One of the most contentious legal questions is this: what happens if landowners don’t want the mining companies to come onto their land to drill for gas?
This was the basis of the ‘Lock the Gate’ campaign – the farmers didn’t wait for the lawyers.
However, while farmers might want to say no, the law may not be on their side. The resources underneath their land belong to the state; the state licences the right to explore and extract those resources; a properly qualified mining company that meets the requirements will be granted a license; that company is then authorised to conduct mining activities which will either explicitly or implicitly include rights to access the resource.
That view is based solely on the division of ownership rights between the land and the underlying resource, outlines Deakin Law School Professor Samantha Hepburn, an expert on mining, energy and environmental law.
Professor Hepburn also says that a particular source of friction for landowners is that unlike, say, an open-cut coal mine – where the mining company will purchase the land – unconventional gas reservoirs extend below private land but the mining company does not need to purchase all of the land to drill into the reservoir. Access to the resource is sufficient.

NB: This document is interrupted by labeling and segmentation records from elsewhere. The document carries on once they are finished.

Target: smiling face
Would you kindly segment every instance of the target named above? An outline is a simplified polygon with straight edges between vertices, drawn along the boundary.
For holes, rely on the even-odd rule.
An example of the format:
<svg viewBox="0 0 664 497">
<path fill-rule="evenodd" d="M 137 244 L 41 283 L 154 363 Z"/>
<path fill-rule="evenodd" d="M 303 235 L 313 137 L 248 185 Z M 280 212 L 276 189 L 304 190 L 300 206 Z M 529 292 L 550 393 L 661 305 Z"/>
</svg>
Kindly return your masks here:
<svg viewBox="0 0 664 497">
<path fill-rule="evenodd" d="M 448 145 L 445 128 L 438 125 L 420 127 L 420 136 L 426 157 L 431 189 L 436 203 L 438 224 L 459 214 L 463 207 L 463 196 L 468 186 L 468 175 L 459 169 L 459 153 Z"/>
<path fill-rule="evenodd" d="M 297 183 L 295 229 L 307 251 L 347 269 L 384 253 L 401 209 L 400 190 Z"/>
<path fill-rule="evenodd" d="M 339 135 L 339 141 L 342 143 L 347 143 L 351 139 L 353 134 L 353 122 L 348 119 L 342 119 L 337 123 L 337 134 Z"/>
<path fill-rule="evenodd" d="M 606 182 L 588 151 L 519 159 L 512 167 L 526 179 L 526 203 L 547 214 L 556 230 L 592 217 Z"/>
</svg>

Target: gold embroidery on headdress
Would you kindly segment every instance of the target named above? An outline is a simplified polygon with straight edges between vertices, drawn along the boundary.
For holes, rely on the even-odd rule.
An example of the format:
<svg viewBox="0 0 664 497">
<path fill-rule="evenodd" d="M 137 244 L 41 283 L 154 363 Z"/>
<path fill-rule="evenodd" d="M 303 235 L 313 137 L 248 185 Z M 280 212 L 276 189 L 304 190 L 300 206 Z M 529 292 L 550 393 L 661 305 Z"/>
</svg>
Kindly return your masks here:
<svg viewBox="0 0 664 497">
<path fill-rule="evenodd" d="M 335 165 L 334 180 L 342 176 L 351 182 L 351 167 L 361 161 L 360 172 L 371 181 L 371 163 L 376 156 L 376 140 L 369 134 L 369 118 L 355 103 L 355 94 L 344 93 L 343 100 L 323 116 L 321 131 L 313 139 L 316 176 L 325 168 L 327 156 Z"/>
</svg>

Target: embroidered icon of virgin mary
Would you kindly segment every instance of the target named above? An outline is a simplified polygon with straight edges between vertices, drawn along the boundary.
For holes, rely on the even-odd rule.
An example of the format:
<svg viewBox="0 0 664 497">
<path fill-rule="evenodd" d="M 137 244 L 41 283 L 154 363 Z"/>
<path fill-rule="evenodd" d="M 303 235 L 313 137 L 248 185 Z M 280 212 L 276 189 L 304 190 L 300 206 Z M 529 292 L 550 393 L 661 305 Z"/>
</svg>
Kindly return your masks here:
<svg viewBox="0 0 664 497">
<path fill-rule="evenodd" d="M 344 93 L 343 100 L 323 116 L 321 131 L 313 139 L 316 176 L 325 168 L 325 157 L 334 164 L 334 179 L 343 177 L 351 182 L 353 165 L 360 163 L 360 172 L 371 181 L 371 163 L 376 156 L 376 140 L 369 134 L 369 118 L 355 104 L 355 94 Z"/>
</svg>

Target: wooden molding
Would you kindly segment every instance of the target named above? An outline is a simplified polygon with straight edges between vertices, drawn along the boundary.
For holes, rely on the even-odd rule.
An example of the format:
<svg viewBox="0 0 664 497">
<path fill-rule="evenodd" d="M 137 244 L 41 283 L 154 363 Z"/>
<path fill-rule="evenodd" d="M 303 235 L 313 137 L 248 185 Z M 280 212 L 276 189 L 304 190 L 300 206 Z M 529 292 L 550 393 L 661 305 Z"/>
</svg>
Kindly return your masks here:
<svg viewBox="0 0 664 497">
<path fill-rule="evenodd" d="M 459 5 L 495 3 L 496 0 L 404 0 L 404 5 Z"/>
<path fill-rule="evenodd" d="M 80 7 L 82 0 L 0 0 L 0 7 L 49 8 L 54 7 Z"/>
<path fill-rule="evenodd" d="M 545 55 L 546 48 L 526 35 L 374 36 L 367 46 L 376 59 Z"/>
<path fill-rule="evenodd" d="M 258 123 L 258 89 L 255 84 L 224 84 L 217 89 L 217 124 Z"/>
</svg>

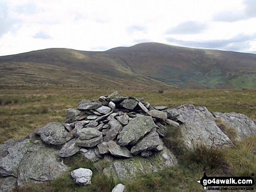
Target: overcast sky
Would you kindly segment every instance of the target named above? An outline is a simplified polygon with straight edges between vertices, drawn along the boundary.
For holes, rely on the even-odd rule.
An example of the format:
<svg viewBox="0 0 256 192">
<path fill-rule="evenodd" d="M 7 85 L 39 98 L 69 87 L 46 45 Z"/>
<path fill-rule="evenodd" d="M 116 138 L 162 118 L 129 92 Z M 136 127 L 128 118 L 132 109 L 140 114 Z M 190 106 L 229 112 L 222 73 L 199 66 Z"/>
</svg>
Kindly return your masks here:
<svg viewBox="0 0 256 192">
<path fill-rule="evenodd" d="M 0 0 L 0 56 L 148 42 L 256 54 L 256 0 Z"/>
</svg>

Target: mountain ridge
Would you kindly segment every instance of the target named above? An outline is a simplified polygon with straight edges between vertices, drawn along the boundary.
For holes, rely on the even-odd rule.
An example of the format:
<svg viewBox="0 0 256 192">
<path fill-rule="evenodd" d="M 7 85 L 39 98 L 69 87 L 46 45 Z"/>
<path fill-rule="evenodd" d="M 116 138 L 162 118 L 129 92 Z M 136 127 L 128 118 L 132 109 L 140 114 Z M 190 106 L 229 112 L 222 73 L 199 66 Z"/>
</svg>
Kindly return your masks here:
<svg viewBox="0 0 256 192">
<path fill-rule="evenodd" d="M 1 56 L 0 69 L 2 84 L 256 89 L 256 54 L 157 43 L 104 51 L 55 48 Z"/>
</svg>

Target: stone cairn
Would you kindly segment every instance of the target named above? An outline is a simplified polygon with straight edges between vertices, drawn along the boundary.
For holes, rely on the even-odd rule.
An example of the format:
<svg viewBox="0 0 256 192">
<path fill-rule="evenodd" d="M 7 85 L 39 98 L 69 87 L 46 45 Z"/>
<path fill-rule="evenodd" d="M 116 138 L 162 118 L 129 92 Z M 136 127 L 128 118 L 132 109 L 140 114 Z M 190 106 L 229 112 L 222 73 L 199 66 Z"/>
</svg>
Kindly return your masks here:
<svg viewBox="0 0 256 192">
<path fill-rule="evenodd" d="M 167 125 L 179 125 L 179 115 L 167 108 L 154 108 L 143 98 L 122 96 L 116 91 L 80 101 L 77 109 L 67 109 L 64 123 L 48 123 L 36 134 L 46 144 L 63 145 L 58 153 L 61 157 L 93 150 L 101 158 L 105 154 L 147 158 L 163 149 L 160 137 L 165 136 Z"/>
</svg>

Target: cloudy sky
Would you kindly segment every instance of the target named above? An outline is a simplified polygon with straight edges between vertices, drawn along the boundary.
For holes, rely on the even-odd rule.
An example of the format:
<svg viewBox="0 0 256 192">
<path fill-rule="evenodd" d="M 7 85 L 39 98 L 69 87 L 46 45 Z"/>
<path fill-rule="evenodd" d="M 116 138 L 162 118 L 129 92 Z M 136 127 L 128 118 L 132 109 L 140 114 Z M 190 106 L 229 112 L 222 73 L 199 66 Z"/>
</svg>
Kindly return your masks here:
<svg viewBox="0 0 256 192">
<path fill-rule="evenodd" d="M 148 42 L 256 54 L 256 0 L 0 0 L 0 56 Z"/>
</svg>

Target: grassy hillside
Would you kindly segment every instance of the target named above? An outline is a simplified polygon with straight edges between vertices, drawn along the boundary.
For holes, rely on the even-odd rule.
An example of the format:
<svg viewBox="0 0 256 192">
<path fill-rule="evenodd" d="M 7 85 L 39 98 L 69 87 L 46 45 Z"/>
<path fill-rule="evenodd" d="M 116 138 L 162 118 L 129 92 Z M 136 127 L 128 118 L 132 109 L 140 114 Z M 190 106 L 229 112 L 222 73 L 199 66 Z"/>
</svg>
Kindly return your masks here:
<svg viewBox="0 0 256 192">
<path fill-rule="evenodd" d="M 48 49 L 0 57 L 0 81 L 256 89 L 256 55 L 154 43 L 103 52 Z"/>
</svg>

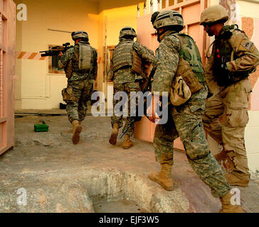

The reason for this is because the drilling process is quite contained – a few bore holes in the right spots, rather than removing large amounts of topsoil – although desite this, the ramifications of these operations for surface owner activities can be quite significant.
Common law not the answer
The statutory resource titles held by mining and petroleum companies are different to the common law rights that govern land ownership. The law relating to land estates has been established by court cases and other accepted practices, going back centuries in some instances.
The statutory rights of resource title holders often do not work effectively with the common law estates of land owners. Hence, to avoid a perception that landowners’ rights are being given away through back-room deals, governments are encouraging mining companies to gain community acceptance through consultation and broader social licencing protocols.
‘Among the states, Queensland has a better developed process, with a conduct and compensation agreement that requires negotiation for access with landholders by the mining company; and the landholder is compensated for any damage to the land,’ says Prof Hepburn.
These rights are for the landowner's protection, but do not give anyone an automatic right to veto exploration and mining – despite the easy appeal of a campaign slogan like ‘Lock the Gate.’
‘The important thing to remember with consultation is that it's an information exchange; it is not a right of veto for the local community,’ says Prof Hepburn.
She recommends the Metgasco decision in New South Wales as a case study on what can happen if no attempt is made to win over the local community.
Following rules is no excuse
Energy miner Metgasco did what was required of it under the legislation that was in place at the time – which amounted to nothing more than taking steps to inform affected landowners.
‘We know from the Metgasco decision in New South Wales that the courts are going to be fairly strict in terms of what ‘consultation’ means.’
The strict legalistic approach taken by Metgasco, however, generated enormous bad will –local protests led the NSW government to decide Metgasco had not complied with their community engagement requirements and therefore were in breach of their environmental management conditions and suspended the licence.
Metgasco went back to the courts, and the suspension was set aside. ‘Ultimately the court concluded that the authorised rights of the resource title holder should be upheld and that Metgasco had not infringed any community consultation obligations because the legal requirements imposed on it did not require broader stakeholder consultation,’ says Prof Hepburn.
And the case is not over yet: As a footnote, the NSW government had entered into negotiations to compensate Metgasco, but by early September 2015 these had broken down, and it seems it’s back to court again.